Kohl’s is what’s known as an omnichannel retailer, meaning it is positioned to reach and engage consumers across multiple channels and device types to provide consumers a seamless shopping experience, regardless of whether they are shopping in a brick-and-mortar store (the company operates more than 1,100 retail stores across 49 states), shopping online at kohls.com, shopping from a desktop computer, or using the Kohl’s app installed on a mobile device, such as a cell phone or a tablet.
Kohl’s positions itself as offering “amazing national and exclusive brands at incredible savings for families nationwide,” and claims its vision is to be “the most trusted retailer of choice for the active and casual lifestyle.”

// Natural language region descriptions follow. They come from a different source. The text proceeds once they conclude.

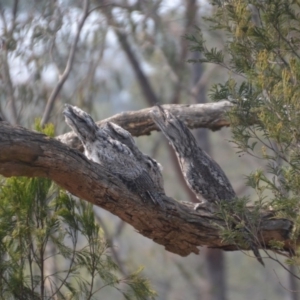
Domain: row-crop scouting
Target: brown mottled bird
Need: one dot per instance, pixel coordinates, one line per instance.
(106, 150)
(202, 174)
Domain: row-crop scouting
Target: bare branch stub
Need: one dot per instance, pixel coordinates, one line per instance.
(179, 228)
(210, 115)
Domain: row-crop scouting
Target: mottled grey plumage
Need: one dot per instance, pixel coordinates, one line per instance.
(105, 150)
(151, 165)
(202, 174)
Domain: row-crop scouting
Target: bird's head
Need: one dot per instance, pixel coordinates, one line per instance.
(80, 122)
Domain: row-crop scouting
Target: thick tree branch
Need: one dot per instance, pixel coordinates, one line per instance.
(210, 115)
(178, 228)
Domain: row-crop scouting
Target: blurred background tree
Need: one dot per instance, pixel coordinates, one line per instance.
(111, 56)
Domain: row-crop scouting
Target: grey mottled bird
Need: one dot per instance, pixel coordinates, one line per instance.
(202, 174)
(151, 165)
(101, 146)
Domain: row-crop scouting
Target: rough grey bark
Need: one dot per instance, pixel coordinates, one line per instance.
(178, 228)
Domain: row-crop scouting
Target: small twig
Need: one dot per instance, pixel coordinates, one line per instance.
(68, 67)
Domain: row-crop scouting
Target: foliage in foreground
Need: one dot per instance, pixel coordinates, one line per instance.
(51, 247)
(262, 56)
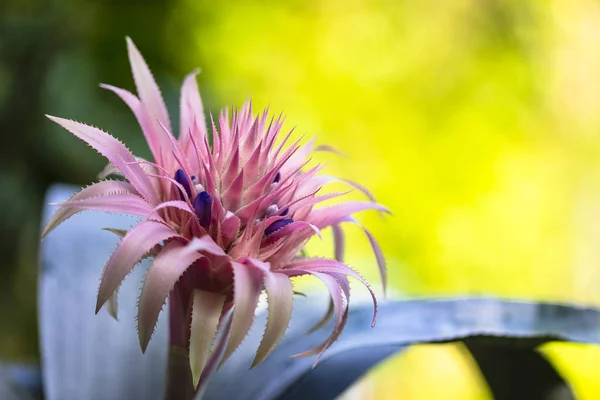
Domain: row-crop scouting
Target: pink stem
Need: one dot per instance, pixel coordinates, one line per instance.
(179, 375)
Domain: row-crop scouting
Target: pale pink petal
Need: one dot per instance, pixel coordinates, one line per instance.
(328, 267)
(182, 205)
(232, 198)
(280, 296)
(380, 259)
(339, 244)
(133, 247)
(167, 268)
(119, 232)
(328, 314)
(298, 158)
(219, 345)
(206, 244)
(96, 190)
(206, 311)
(112, 305)
(229, 229)
(246, 291)
(289, 229)
(154, 137)
(339, 310)
(309, 201)
(118, 203)
(147, 88)
(191, 110)
(330, 149)
(115, 152)
(334, 214)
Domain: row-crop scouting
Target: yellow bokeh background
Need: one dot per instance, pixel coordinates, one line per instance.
(475, 122)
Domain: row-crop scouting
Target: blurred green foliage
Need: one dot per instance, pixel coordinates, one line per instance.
(475, 121)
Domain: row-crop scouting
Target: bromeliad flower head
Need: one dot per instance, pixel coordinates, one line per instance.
(222, 222)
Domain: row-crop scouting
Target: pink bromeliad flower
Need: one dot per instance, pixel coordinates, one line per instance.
(223, 221)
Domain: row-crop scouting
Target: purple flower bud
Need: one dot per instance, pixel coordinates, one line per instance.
(183, 180)
(275, 226)
(203, 209)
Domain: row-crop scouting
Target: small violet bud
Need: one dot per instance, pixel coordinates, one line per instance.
(183, 180)
(203, 209)
(275, 226)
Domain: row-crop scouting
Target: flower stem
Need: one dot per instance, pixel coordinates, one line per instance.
(179, 375)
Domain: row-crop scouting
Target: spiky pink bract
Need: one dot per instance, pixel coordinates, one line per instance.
(223, 222)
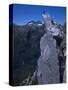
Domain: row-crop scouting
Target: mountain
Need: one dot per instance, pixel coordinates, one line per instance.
(26, 50)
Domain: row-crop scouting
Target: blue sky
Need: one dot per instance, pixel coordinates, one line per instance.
(22, 14)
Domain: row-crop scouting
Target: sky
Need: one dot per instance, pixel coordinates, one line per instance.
(23, 13)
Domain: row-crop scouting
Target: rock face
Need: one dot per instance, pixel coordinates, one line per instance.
(48, 69)
(39, 52)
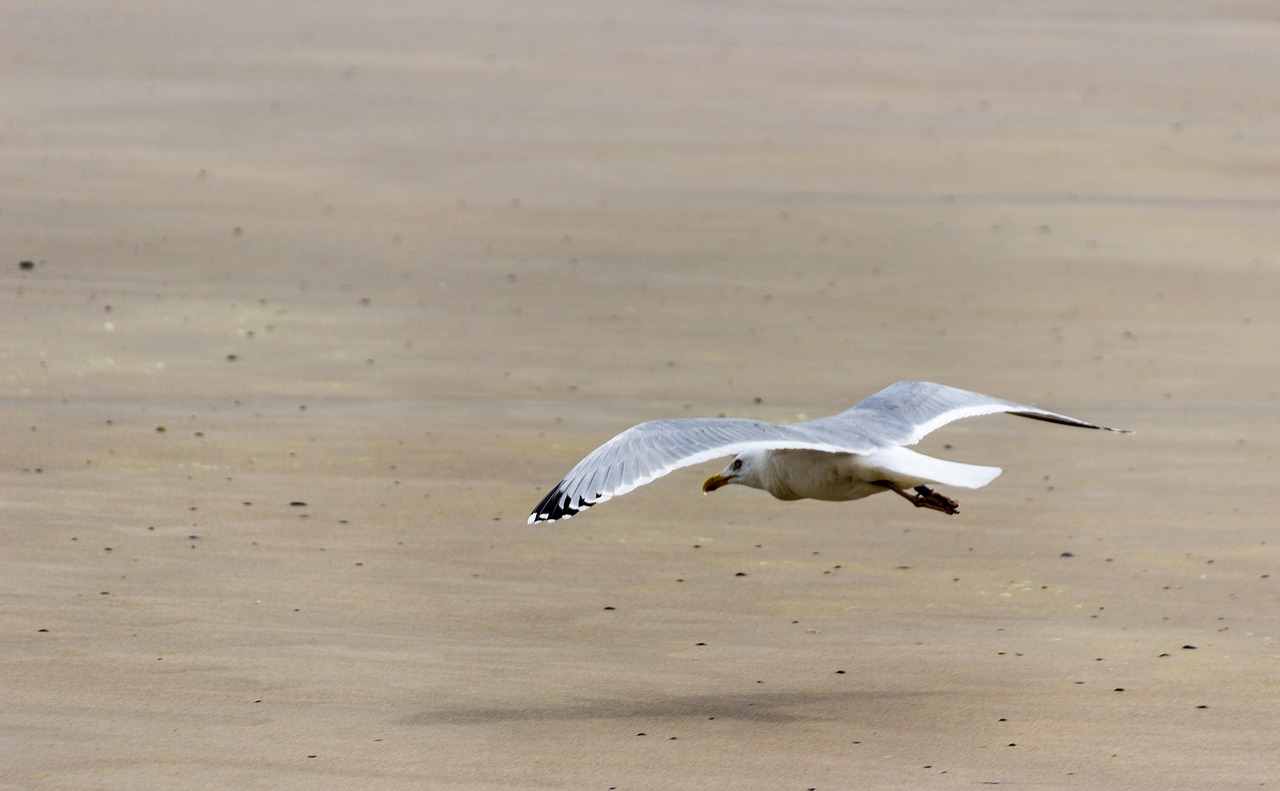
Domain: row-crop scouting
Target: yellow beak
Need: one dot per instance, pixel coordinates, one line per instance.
(714, 483)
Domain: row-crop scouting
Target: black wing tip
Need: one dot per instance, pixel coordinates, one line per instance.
(557, 506)
(1063, 420)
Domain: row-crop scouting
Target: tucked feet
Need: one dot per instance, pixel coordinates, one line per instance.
(928, 498)
(924, 498)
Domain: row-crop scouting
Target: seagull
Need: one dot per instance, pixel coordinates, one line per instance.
(842, 457)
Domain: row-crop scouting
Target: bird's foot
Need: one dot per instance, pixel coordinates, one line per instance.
(928, 498)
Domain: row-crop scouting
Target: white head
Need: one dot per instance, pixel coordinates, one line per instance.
(745, 469)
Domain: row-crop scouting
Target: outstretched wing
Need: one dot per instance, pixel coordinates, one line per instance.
(904, 412)
(647, 452)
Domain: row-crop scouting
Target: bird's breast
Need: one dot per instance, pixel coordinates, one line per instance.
(795, 475)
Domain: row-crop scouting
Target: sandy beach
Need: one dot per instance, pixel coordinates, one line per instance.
(305, 306)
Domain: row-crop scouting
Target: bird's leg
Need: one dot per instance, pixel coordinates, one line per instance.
(923, 498)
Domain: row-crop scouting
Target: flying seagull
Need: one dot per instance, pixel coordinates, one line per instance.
(844, 457)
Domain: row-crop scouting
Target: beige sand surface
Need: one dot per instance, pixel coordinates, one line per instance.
(327, 295)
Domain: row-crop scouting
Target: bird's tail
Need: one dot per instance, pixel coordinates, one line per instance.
(910, 469)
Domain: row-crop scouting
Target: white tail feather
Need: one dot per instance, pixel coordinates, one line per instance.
(910, 469)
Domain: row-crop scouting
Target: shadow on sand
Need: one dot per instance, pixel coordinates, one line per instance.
(760, 707)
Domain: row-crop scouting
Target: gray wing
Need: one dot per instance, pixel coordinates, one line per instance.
(904, 412)
(652, 449)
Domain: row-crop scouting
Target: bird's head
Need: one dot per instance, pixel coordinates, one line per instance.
(745, 469)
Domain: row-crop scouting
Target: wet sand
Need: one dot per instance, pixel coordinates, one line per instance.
(321, 301)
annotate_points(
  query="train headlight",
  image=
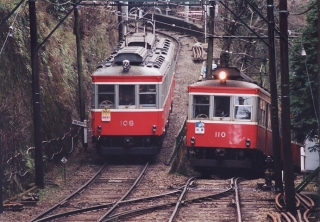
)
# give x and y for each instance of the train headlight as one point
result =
(248, 142)
(223, 76)
(192, 140)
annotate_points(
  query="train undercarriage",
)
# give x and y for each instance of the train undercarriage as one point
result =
(219, 158)
(128, 145)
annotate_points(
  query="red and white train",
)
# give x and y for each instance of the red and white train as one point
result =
(132, 93)
(229, 122)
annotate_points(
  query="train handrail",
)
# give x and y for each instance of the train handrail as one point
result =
(307, 180)
(179, 140)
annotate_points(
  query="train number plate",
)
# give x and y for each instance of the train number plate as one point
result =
(106, 115)
(199, 128)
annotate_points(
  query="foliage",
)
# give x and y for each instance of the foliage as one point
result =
(57, 80)
(303, 81)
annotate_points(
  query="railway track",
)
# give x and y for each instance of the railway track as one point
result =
(103, 191)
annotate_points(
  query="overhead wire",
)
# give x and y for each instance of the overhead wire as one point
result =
(11, 30)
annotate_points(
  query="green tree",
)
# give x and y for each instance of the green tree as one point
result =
(304, 81)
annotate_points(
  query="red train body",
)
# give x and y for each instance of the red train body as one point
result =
(132, 93)
(229, 123)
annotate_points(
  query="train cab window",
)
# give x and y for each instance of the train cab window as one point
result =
(243, 107)
(147, 95)
(106, 96)
(127, 95)
(201, 105)
(221, 106)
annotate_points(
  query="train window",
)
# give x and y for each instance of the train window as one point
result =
(201, 105)
(221, 106)
(147, 95)
(126, 95)
(262, 116)
(243, 107)
(106, 96)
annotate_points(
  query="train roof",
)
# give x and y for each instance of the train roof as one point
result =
(140, 54)
(230, 87)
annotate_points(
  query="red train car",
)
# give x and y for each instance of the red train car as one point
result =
(132, 93)
(229, 122)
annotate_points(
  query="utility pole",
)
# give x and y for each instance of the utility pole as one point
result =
(1, 177)
(36, 96)
(210, 41)
(80, 73)
(285, 114)
(318, 5)
(274, 100)
(120, 30)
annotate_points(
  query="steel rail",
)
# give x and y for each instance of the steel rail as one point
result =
(306, 215)
(306, 201)
(285, 217)
(138, 211)
(98, 207)
(174, 213)
(70, 196)
(236, 189)
(125, 195)
(271, 218)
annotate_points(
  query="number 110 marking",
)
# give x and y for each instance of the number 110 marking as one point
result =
(219, 134)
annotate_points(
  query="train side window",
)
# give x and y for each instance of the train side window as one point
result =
(127, 95)
(243, 107)
(106, 96)
(201, 105)
(262, 116)
(147, 95)
(221, 106)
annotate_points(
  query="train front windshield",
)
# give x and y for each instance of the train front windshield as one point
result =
(222, 107)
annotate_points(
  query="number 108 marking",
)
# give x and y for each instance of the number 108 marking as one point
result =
(219, 134)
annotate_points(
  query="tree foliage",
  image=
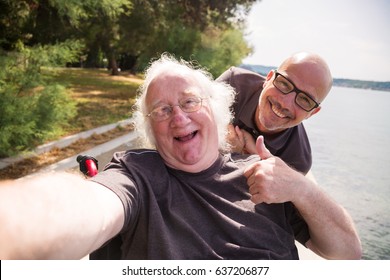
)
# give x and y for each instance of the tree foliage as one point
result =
(31, 110)
(117, 34)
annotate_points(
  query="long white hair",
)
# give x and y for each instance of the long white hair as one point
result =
(220, 96)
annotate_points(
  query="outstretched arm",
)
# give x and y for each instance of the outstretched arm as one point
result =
(332, 232)
(56, 216)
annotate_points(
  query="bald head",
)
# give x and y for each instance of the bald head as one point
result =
(310, 71)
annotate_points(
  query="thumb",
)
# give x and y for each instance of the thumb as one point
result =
(261, 149)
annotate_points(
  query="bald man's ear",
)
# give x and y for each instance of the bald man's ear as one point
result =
(315, 111)
(269, 77)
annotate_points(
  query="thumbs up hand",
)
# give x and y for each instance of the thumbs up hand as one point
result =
(271, 180)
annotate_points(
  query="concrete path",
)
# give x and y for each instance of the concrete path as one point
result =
(103, 153)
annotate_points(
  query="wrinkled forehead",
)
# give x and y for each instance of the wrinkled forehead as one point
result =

The Kohl’s Board has been feeling heat since December, when activist shareholder, Engine Capital, first pressured them to consider either splitting off their online operation or selling the entire business in order to boost the company’s share price.
In early February, Kohl’s Board came under further pressure from other activist shareholders when the hedge fund Macellum Advisors, which owns roughly 5% of Kohl’s stock, urged the company to sell itself, arguing that firm’s real estate holdings are worth more than the retail enterprise as a whole. In response, the Board’s Finance Committee, comprised only of independent directors, announced it would lead a review of expressions of interest.
Speculation as to parties likely interested in acquiring the chain has centered around the Canadian department store chain, Hudson’s Bay Co., and certain private-equity firms.